I had thought I would work on my contemporary fiction story. It's kind of a mainstream/momlit type thing. It seemed the simplest because it requires very little research and mostly just imagination and writing. Most of it is plotted; some of it is written, but I haven't touched it in months.
Suddenly and without warning, I started yearning for the very first novel I started and never finished. I wrote over 50,000 words -- some of them good ones. And then I lost direction. There seemed no way forward and no clear path. Several times I've picked up that half-finished manuscript and read it through -- most of it without cringing. There is some good clever writing, and there are some well crafted scenes, charming characters, witty dialogue . . . and yet I could never get back to it -- partly because of my heroine and partly because of my hero.
My heroine was a bit of a MarySue. Not exacty like me, but much like I would like to be -- a bit too perfect for this world. My hero was much better, more likeable and more real. For some reason I find it easier to write men than women and it showed. But my hero had a problem too. I'd cast him in a a role that limited both him and me and ended up stifling the potential for dramatic development in the story. That's why I'd stopped writing with a thud.
When it came to mind inexplicably this past week, I stopped thinking about how I'd actually written the story, and started to think how it could be. Rather than picking up the pages I'd reread a million times while struggling to move forward, instead I tired to work on the weaknesses of the characters and plot without looking at it again.
I've yet to write a single word, but it's starting to gel in my brain. I don't know how other people write, but I tend to play the scenes out in my head while I'm working, as I'm driving, at the grocery store . . . later when it seems my brain is so full that everything will come spilling out if I don't capture it, then I write.
I'm almost there.
It might have been watching Foyle's War that renewed my excitement with this story. It's set during WWII and part of my apathy is the research it will require.
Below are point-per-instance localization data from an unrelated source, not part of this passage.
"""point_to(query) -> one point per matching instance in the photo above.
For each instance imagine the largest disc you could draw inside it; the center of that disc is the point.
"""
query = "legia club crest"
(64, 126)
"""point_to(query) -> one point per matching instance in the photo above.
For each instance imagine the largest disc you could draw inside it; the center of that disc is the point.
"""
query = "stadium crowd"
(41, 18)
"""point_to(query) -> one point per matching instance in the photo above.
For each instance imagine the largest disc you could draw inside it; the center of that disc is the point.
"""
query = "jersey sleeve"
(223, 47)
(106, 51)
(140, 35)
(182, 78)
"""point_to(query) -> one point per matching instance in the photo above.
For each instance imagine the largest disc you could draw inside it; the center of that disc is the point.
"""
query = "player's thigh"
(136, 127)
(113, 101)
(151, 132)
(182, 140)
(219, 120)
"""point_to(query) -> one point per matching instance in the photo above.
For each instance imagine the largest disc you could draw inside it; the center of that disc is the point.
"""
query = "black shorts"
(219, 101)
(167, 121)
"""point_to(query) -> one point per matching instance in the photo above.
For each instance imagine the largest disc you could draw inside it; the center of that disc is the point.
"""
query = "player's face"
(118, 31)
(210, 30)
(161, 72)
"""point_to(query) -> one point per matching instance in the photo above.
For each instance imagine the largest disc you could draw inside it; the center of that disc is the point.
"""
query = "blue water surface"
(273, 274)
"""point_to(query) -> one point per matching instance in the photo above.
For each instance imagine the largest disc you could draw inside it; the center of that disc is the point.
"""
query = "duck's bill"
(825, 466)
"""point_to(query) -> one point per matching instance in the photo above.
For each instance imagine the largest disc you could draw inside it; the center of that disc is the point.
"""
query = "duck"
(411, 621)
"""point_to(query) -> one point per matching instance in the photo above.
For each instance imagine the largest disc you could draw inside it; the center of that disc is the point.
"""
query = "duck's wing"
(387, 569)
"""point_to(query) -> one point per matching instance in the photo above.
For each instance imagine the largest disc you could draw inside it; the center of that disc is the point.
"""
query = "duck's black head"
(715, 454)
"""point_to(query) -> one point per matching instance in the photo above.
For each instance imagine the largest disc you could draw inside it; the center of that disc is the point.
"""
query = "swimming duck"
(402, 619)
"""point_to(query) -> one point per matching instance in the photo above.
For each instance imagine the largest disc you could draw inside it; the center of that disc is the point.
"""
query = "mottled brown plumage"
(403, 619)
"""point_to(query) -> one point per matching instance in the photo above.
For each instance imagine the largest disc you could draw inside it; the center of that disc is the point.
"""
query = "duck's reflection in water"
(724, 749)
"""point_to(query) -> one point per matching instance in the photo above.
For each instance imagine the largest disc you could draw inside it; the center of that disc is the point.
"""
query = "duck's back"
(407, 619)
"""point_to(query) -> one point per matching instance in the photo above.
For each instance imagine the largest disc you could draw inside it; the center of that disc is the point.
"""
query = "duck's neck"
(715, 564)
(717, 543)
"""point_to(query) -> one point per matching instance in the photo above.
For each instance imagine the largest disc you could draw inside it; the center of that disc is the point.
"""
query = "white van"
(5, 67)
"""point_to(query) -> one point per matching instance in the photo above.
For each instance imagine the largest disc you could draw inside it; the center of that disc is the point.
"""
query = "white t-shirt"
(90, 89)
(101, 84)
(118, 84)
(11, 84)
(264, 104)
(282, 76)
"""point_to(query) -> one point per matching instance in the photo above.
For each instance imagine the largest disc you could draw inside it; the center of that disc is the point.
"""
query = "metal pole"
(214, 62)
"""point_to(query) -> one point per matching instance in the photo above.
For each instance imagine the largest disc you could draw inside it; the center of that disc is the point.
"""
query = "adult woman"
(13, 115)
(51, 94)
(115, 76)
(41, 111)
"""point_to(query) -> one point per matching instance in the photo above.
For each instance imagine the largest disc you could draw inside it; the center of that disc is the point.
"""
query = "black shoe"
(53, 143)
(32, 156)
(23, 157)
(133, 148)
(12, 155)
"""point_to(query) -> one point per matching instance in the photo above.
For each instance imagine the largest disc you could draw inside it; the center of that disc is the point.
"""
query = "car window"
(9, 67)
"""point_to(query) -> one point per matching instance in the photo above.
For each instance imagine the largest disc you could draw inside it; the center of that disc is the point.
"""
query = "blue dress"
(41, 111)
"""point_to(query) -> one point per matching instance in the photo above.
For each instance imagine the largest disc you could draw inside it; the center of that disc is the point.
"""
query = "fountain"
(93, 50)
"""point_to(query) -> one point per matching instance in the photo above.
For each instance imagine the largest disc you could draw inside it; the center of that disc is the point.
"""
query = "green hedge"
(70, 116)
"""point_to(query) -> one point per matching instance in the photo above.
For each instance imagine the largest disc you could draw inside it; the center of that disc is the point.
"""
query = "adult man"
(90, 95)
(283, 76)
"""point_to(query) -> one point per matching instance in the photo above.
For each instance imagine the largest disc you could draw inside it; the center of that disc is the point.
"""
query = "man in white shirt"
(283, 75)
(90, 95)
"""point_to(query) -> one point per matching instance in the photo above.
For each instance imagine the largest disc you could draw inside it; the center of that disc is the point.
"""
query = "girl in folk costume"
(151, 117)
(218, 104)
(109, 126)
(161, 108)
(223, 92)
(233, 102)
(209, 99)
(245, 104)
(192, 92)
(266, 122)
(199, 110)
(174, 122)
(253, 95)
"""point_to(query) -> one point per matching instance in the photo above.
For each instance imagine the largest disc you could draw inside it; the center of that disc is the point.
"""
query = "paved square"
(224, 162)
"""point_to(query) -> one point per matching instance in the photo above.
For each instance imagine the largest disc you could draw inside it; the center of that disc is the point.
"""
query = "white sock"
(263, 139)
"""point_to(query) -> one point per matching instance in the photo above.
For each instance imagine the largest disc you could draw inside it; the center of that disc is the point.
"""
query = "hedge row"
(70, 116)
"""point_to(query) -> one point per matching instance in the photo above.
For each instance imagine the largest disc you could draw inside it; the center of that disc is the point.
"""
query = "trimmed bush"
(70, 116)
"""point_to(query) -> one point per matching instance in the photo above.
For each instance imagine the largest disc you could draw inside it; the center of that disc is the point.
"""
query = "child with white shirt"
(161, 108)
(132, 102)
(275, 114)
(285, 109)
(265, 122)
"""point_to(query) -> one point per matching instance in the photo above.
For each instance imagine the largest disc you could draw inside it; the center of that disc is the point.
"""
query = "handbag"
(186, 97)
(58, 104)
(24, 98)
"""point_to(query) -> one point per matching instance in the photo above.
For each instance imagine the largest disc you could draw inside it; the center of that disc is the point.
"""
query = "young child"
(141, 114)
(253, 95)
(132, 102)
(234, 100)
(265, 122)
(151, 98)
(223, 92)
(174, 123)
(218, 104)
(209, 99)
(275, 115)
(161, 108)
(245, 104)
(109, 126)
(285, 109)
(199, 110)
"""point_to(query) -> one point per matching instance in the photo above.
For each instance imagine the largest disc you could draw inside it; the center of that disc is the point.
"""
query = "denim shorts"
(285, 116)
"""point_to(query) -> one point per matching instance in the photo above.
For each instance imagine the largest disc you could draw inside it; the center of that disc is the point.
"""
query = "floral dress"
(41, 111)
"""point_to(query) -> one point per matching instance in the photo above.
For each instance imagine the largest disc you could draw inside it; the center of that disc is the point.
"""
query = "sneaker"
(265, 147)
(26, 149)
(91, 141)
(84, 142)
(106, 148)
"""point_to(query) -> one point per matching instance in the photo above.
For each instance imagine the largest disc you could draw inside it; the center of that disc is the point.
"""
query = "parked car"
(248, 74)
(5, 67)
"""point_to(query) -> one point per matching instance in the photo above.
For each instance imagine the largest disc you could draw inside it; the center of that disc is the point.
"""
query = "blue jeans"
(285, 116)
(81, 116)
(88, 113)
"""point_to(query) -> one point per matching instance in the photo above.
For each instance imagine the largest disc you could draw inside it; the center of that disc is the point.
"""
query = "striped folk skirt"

I've keenness for the period anyway, and have read extensively about it, but while I couldn't think of a way to move my story along, the research felt like more like a chore than an interest.
Suddenly my heroine isn't who I thought she was and my hero has taken on a more useable role. Now that these snags are out of the way I feel ready to haul out the old stuff and edit it so it will fit in with my new vision. The editing should be finished by the end of the month and I should be able to get some plotting done as well. That would put me in a good position for starting Nanowrimo in November.
For the first time in a long time I'm excited about writing again.